Barbara Park Blankenship

After Pomona I majored in music at UCLA and ended up in opera. To earn money while I was in opera school I answered an ad for experimental subjects in a sociology study at a think tank (System Development Corp, a RAND spin-off). There I worked my way up from guinea pig to computer programmer, and there I met Don. He had a physics degree from CalTech, was (is) an able pianist and a formidable cook, and was working as a programmer. We've been married since 1969.

In the early 70's, Don switched to experimental psychology, attending grad school at the fledgling UCSD, while I sang in the San Diego opera. After he finished his degree it was my turn to choose our next destination. I selected Germany for opera, and Don got a post-doc there. We lived in Germany for 5 years, loved it, hated it, a thoroughly enriching experience.
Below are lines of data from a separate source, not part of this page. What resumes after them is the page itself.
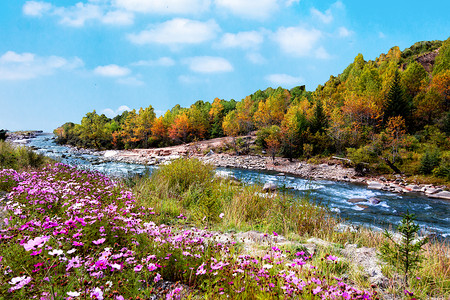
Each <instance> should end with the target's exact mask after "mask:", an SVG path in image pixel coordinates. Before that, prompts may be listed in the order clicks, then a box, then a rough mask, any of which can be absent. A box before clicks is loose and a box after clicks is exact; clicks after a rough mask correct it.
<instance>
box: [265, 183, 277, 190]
mask: <svg viewBox="0 0 450 300" xmlns="http://www.w3.org/2000/svg"><path fill="white" fill-rule="evenodd" d="M276 189H277V185H276V184H275V183H273V182H266V183H265V184H264V187H263V191H275V190H276Z"/></svg>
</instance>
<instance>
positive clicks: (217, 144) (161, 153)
mask: <svg viewBox="0 0 450 300" xmlns="http://www.w3.org/2000/svg"><path fill="white" fill-rule="evenodd" d="M34 134H38V132H34ZM251 138H252V137H249V139H251ZM19 140H20V139H19ZM231 143H232V139H231V138H227V137H225V138H218V139H212V140H207V141H201V142H198V143H191V144H184V145H177V146H172V147H165V148H154V149H133V150H107V151H96V150H91V149H80V148H76V147H70V146H68V147H69V148H70V150H69V151H68V153H64V154H63V156H62V157H63V158H65V157H70V156H71V155H74V154H82V155H83V156H84V154H86V155H87V156H88V157H89V158H88V159H89V161H90V163H92V164H93V165H96V164H101V163H104V162H109V161H114V162H123V163H133V164H142V165H160V164H166V163H169V162H170V161H171V160H174V159H177V158H181V157H186V158H188V157H195V158H198V159H199V160H201V161H203V162H205V163H209V164H212V165H214V166H216V167H224V168H238V169H248V170H264V171H273V172H276V173H278V174H280V175H281V174H290V175H294V176H298V177H301V178H307V179H312V180H321V179H322V180H333V181H343V182H351V183H361V184H366V185H367V186H368V188H369V189H377V190H384V191H389V192H393V193H401V194H403V193H418V194H422V195H425V196H427V197H430V198H438V199H445V200H450V192H449V191H448V187H447V186H433V185H429V184H420V185H419V184H410V183H408V181H407V178H406V177H402V176H400V175H398V176H397V177H396V178H395V180H391V181H389V180H387V179H386V178H384V177H365V176H359V174H358V173H357V172H356V171H355V169H354V168H349V167H345V166H344V165H343V162H342V160H338V159H330V160H328V161H327V162H326V163H321V164H311V163H307V162H305V161H299V160H295V159H294V160H292V161H290V160H288V159H286V158H276V159H275V161H273V160H272V158H270V157H268V156H264V155H234V154H231V153H229V152H227V153H223V152H222V150H221V149H223V147H224V145H226V144H228V145H230V144H231ZM366 200H367V199H366Z"/></svg>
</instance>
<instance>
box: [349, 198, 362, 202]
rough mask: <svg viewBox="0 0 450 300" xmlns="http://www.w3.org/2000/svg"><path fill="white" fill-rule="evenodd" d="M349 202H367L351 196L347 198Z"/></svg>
mask: <svg viewBox="0 0 450 300" xmlns="http://www.w3.org/2000/svg"><path fill="white" fill-rule="evenodd" d="M347 201H348V202H350V203H359V202H367V200H366V199H364V198H352V199H348V200H347Z"/></svg>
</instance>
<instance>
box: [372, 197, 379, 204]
mask: <svg viewBox="0 0 450 300" xmlns="http://www.w3.org/2000/svg"><path fill="white" fill-rule="evenodd" d="M380 202H381V200H380V199H378V198H377V197H370V198H369V203H370V204H372V205H377V204H379V203H380Z"/></svg>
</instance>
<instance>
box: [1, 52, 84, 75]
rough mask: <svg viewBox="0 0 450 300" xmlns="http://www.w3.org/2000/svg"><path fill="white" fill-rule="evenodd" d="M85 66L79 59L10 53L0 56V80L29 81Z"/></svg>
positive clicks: (26, 53)
mask: <svg viewBox="0 0 450 300" xmlns="http://www.w3.org/2000/svg"><path fill="white" fill-rule="evenodd" d="M82 65H83V61H82V60H81V59H79V58H73V59H71V60H67V59H65V58H62V57H59V56H48V57H40V56H37V55H35V54H33V53H22V54H19V53H16V52H14V51H8V52H6V53H5V54H3V55H2V56H0V80H27V79H33V78H37V77H40V76H46V75H52V74H54V73H55V72H56V71H58V70H72V69H76V68H79V67H81V66H82Z"/></svg>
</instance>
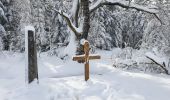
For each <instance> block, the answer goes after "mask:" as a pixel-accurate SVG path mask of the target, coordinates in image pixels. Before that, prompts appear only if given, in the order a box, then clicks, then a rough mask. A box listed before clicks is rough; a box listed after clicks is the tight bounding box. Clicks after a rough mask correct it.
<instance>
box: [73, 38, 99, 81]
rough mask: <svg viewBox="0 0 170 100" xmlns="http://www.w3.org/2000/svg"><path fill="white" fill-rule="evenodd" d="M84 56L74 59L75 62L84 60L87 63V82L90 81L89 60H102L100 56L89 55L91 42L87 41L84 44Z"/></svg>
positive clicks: (85, 72)
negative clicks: (87, 81)
mask: <svg viewBox="0 0 170 100" xmlns="http://www.w3.org/2000/svg"><path fill="white" fill-rule="evenodd" d="M83 46H84V55H78V56H75V57H73V61H79V60H84V61H85V65H84V66H85V68H84V74H85V81H87V80H88V79H89V72H90V71H89V69H90V68H89V60H93V59H100V56H99V55H89V51H90V48H89V46H90V45H89V42H88V41H85V42H84V45H83Z"/></svg>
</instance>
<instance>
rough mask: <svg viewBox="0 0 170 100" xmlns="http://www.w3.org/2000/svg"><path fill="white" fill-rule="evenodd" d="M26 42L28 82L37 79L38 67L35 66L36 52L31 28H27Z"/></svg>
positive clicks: (34, 44) (35, 45)
mask: <svg viewBox="0 0 170 100" xmlns="http://www.w3.org/2000/svg"><path fill="white" fill-rule="evenodd" d="M26 35H27V36H28V41H27V42H28V44H27V46H28V47H27V53H28V83H31V82H32V81H34V79H37V80H38V68H37V52H36V44H35V37H34V36H35V33H34V31H33V30H28V34H26Z"/></svg>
In the end, both dissatisfied with our careers, we returned to L.A., where Don went back to his old programming job. A year later he joined friends who were starting a new software company, Cuadra Associates, specializing in data systems for libraries, museums, and records managers. He is still with them after 22 years, contentedly devising new ways for people to manage their information.

Meanwhile I had grown interested in linguistics, largely from living in northern Germany while I was singing at the state theater in Flensburg, where the local language mix includes Plattdeutsch, Frisian, and rural Danish. Back in L.A., I wormed my way into my neighborhood grad school, UCLA, without realizing that the linguistics department was world famous. We also started our family about that time (the girls are now 20 and 21), so it took me 10 years of intermittent study, raising kids, PTA, and designing databases to pay the mortgage, but in the end I got a PhD in acoustic phonetics. That's the science side of linguistics: how people make and perceive the sounds of languages. And believe me there are some funny sounds. My dissertation used data from Mazatec (spoken in the mountains of eastern Oaxaca), Cherokee, Chong (northern Thailand), Tagalog (Philippines), and Mpi (Burma on the Indian border).

Lately we have slipped into managing an informal youth hostel. Our daughters' boyfriends live with us, along with whichever other friends are currently at odds with their parents. There are usually at least half a dozen young residents, spilling over into the garage when we run out of beds and couches. They face challenges most of us have never had to face: drug abuse, prison terms, diminished job opportunities, lack of structure. I haven't been able to articulate why I enjoy having them all here, but I do.

18 months ago when my database consulting contract ended, I decided it was a sign I should start a career in linguistics. I had a few nice interviews in the high-tech world, and then the whole thing imploded. No phonetics, no databases, no openings. Finally this January I landed a temporary position teaching at UCLA. I had never dreamed of becoming a teacher, so haven't had much practice at it, but I've learned a lot of useful skills in the business world that feed nicely into it. So here I am at a new beginning, just when I'd prefer retiring to a life of eternal vacation trips.

That's my secret past. My secret future, if I ever finish paying off the education loans, will include travel, anything to do with fibers (lace making, weaving, Chinese knotting), yoga, rollerblading, hiking, and learning the viola so I can play chamber music. Everyone is looking for a violist, right?